The village is located in the Vallemaggia district, on a terrace along the right side of the Val Lavizzara at an elevation of 732 m.

==Coat of arms==
The blazon of the municipal coat of arms is Azure St. Mary praying and crowned all argent haloed or issuant from a stump snagged and eradicated vert sprouting a branch with three leaves. The coat of arms refers to a local story. According to the story, due to the lack of arable land, many of the young men of Menzonio emigrated to Rome in search of work. One day, a group of emigrants came back carrying an image of the Blessed Virgin in a casket. They stopped outside the village to rest and set the casket on the stump of a cherry tree.
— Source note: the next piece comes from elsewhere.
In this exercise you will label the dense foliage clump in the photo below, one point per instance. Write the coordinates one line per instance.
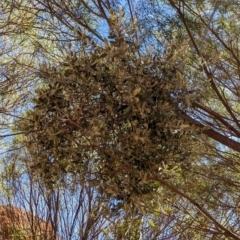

When they arose and tried to pick up the casket, they discovered that the tree had grown up into the casket and it could not be moved.

==Demographics==
Menzonio has a population (As of December 2000) of 73.

Most of the population (As of 2000) speaks Italian language (69 or 94.5%), with German being second most common (3 or 4.1%) and French being third (1 or 1.4%).

Of the population in the village 45 or about 61.6% were born in Menzonio and lived there in 2000. There were 17 or 23.3% who were born in the same canton, while 4 or 5.5% were born somewhere else in Switzerland, and 4 or 5.5% were born outside of Switzerland. As of 2000, there were 27 people who were single and never married in the village. There were 36 married individuals, 8 widows or widowers and 2 individuals who are divorced.

There were 14 households that consist of only one person and 1 households with five or more people. Out of a total of 34 households that answered this question, 41.2% were households made up of just one person. Of the rest of the households, there are 7 married couples without children, 10 married couples with children There were 3 single parents with a child or children. In 2000 there were 89 single-family homes (or 92.7% of the total) out of a total of 96 inhabited buildings. There were 6 multi-family buildings (6.3%), along with 1 multi-purpose building that were mostly used for housing. Of the single-family homes 7 were built before 1919, and none were built between 1990 and 2000. The greatest number of single-family homes (65) were built between 1919 and 1945.

In 2000 there were 103 apartments in the village. The most common apartment size was 3 rooms of which there were 27. There were 9 single room apartments and 30 apartments with five or more rooms. Of these apartments, a total of 34 apartments (33.0% of the total) were permanently occupied, while 68 apartments (66.0%) were seasonally occupied and 1 apartment (1.0%) were empty.

The historical population is given in the following chart:

==Economy==
There were 32 residents of the village who were employed in some capacity, of which females made up 37.5% of the workforce. In 2000, there were 26 workers who commuted away from the village.

==Religion==
From the 2000 census, 64 or 87.7% were Roman Catholic, while or 0.0% belonged to the Swiss Reformed Church. There were 3 (or about 4.11% of the population) belonged to no church, are agnostic or atheist, and 6 individuals (or about 8.22% of the population) did not answer the question.

==Education==
In Menzonio about 25 or (34.2%) of the population have completed non-mandatory upper secondary education, and 9 or (12.3%) have completed additional higher education (either University or a Fachhochschule). Of the 9 who completed tertiary schooling, 33.3% were Swiss men, 55.6% were Swiss women.

As of 2000, there were 4 students from Menzonio who attended schools outside the village.